The Ugly Truth: In the mid-1800s, Ferdinand Cheval tripped over a stone while delivering mail and was seized with inspiration—his life’s work would be to build a stone château. Over the next three decades, he marked stones while covering his route, returning in the evening with a wheelbarrow to collect them.
Let’s break out the government-building checklist. Small, boring windows? Check. Humdrum off-white masonry? Yes. Terracotta pilasters and shiny blue glass? That, too. The first three levels of the squat, 15-story municipal-services structure are covered in dark green tiles, adding to the bewildering gaudy-meets-tedious tone.
The Ugly Truth: Michael Graves won a competition to design the building in 1982. Postmodernism was all the rage in the ’80s, which explains the randomly-stuck-on historical motifs. “Many buildings from that decade look fake,” says architect Stephen R. Connors, who has his own firm in Warwick, NY.
If Lewis Carroll’s Alice wandered into a 1960s sci-fi flick, she might have come across something like these bulbous houses. The residents live inside bizarre-looking bubbles (small ones, at 18 feet across) with UFO-like windows.
The Ugly Truth: In the late 1970s, the Dutch government offered subsidies for experimental housing, and the architect—one Dries Kreijkamp—certainly complied with the directive. The 50 bolwoningen (bol = sphere, woningen = houses) sprouted up in a city that seems to infect artists with a fantastical streak; it’s the hometown of Hieronymus Bosch, the 15th-century painter known for his half-dream, half-nightmare-like renderings.

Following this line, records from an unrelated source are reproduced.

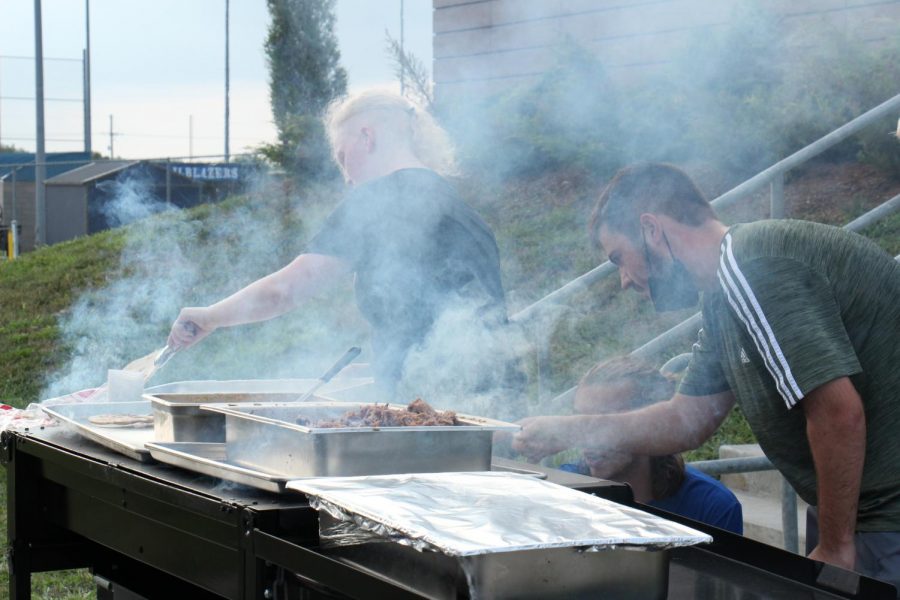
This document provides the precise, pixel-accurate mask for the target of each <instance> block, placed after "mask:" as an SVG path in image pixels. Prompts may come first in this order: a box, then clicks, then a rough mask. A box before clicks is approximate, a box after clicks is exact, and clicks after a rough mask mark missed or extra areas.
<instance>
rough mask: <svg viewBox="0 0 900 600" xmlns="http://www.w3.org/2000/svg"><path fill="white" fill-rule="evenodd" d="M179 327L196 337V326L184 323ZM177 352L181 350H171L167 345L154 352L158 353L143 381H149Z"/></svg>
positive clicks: (154, 359) (170, 346)
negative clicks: (148, 372) (157, 354)
mask: <svg viewBox="0 0 900 600" xmlns="http://www.w3.org/2000/svg"><path fill="white" fill-rule="evenodd" d="M181 326H182V327H183V328H184V329H185V330H186V331H187V332H188V333H190V334H191V335H197V326H196V325H194V324H193V323H191V322H190V321H185V322H184V323H182V324H181ZM179 350H181V348H173V347H172V346H170V345H168V344H166V345H165V347H164V348H163V349H162V351H159V350H157V351H156V352H159V355H158V356H157V357H156V358H155V359H154V361H153V368H152V370H151V371H150V372H149V373H147V374H145V376H144V381H146V380H148V379H150V377H152V376H153V374H154V373H156V371H158V370H159V369H161V368H162V367H163V365H165V364H166V363H167V362H169V359H170V358H172V357H173V356H175V353H176V352H178V351H179Z"/></svg>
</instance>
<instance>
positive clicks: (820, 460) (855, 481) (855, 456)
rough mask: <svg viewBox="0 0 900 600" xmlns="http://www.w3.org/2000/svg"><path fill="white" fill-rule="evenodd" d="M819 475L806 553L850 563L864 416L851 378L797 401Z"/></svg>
mask: <svg viewBox="0 0 900 600" xmlns="http://www.w3.org/2000/svg"><path fill="white" fill-rule="evenodd" d="M801 406H802V407H803V412H804V413H805V414H806V435H807V438H808V439H809V447H810V450H811V451H812V456H813V461H814V462H815V466H816V478H817V481H818V513H819V545H818V546H817V547H816V549H815V550H814V551H813V552H812V553H811V554H810V557H811V558H815V559H817V560H822V561H825V562H829V563H832V564H835V565H838V566H841V567H844V568H847V569H853V566H854V562H855V555H856V552H855V545H854V542H853V536H854V533H855V530H856V513H857V509H858V506H859V488H860V482H861V481H862V471H863V464H864V462H865V456H866V416H865V412H864V410H863V404H862V399H861V398H860V396H859V393H858V392H857V391H856V388H855V387H854V386H853V383H852V382H851V381H850V379H849V378H847V377H841V378H839V379H835V380H833V381H830V382H828V383H826V384H824V385H821V386H819V387H817V388H816V389H814V390H812V391H811V392H809V393H808V394H807V396H806V398H804V399H803V401H802V402H801Z"/></svg>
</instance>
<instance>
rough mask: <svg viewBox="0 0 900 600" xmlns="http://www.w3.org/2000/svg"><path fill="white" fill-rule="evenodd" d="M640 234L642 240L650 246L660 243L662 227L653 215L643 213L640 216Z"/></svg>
mask: <svg viewBox="0 0 900 600" xmlns="http://www.w3.org/2000/svg"><path fill="white" fill-rule="evenodd" d="M639 221H640V224H641V234H642V235H643V236H644V240H645V241H646V242H647V243H648V244H651V245H654V246H655V245H657V244H661V243H662V227H660V223H659V219H658V218H657V217H656V215H654V214H653V213H643V214H641V216H640V219H639Z"/></svg>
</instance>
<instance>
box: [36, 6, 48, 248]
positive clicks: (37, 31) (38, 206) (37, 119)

The Experience Music Project
Sure, a building dedicated to rock music shouldn’t be too conservative. The problem? In not looking like anything in particular, it appears anchored in nothing. Of course, people have tried to describe it, and have come up with everything from “a multicolored blob” to “open-heart surgery.”
The Ugly Truth: Architect Frank Gehry has said the inspirations for his 140,000-square-foot structure, which opened in 2000, include a smashed guitar and guitars in general, evident in the colors (glimmering purple, powder blue) and metal materials (aluminum, steel). The museum, founded by Microsoft billionaire Paul Allen, is also an example of Gehry’s signature style, made most famous by the Guggenheim in Bilbao, Spain. But according to architect Jason Fifield of Ankrom Moisan Architects in Portland, OR, “his work at Bilbao makes much more sense because there’s a connection between the sculptural forms and the surrounding landscape.”
You can’t really hate this glass-paneled, 23-story rhombicuboctahedron (a solid with 8 triangles and 18 squares), complete with color-changing LEDs to make it sparkle at night. After all, it’s difficult to begrudge a library with such mojo. But the designers should have stopped there. Instead, what’s referred to as “the diamond” sits atop a geometry equation gone wrong—tiered circles, huge triangles, winglike flaps.
The Ugly Truth: The winners of a government-sponsored search, architects Michael Vinogradov and Viktor Kramarenko, were expected to make a statement. The government wanted tourist-attracting drama, a desire that seems to have been fulfilled; the 2006 opening attracted a flurry of attention.
Cathedrals like this one, officially named Metropolitan Cathedral of Christ the King, should conjure up thoughts of heavenly repose. But here, congregants look up and imagine getting impaled on those unfriendly spires — that, or they plan their next camping trip, inspired by buttresses that recall a fancy beige tent.
The Ugly Truth: Well, it was the ’60s. Plus, architect Frederick Gibberd was charged with getting the cathedral up on a tight schedule and budget. Result: not long after the 1967 opening, mosaic tiles started popping off, and the roof began leaking.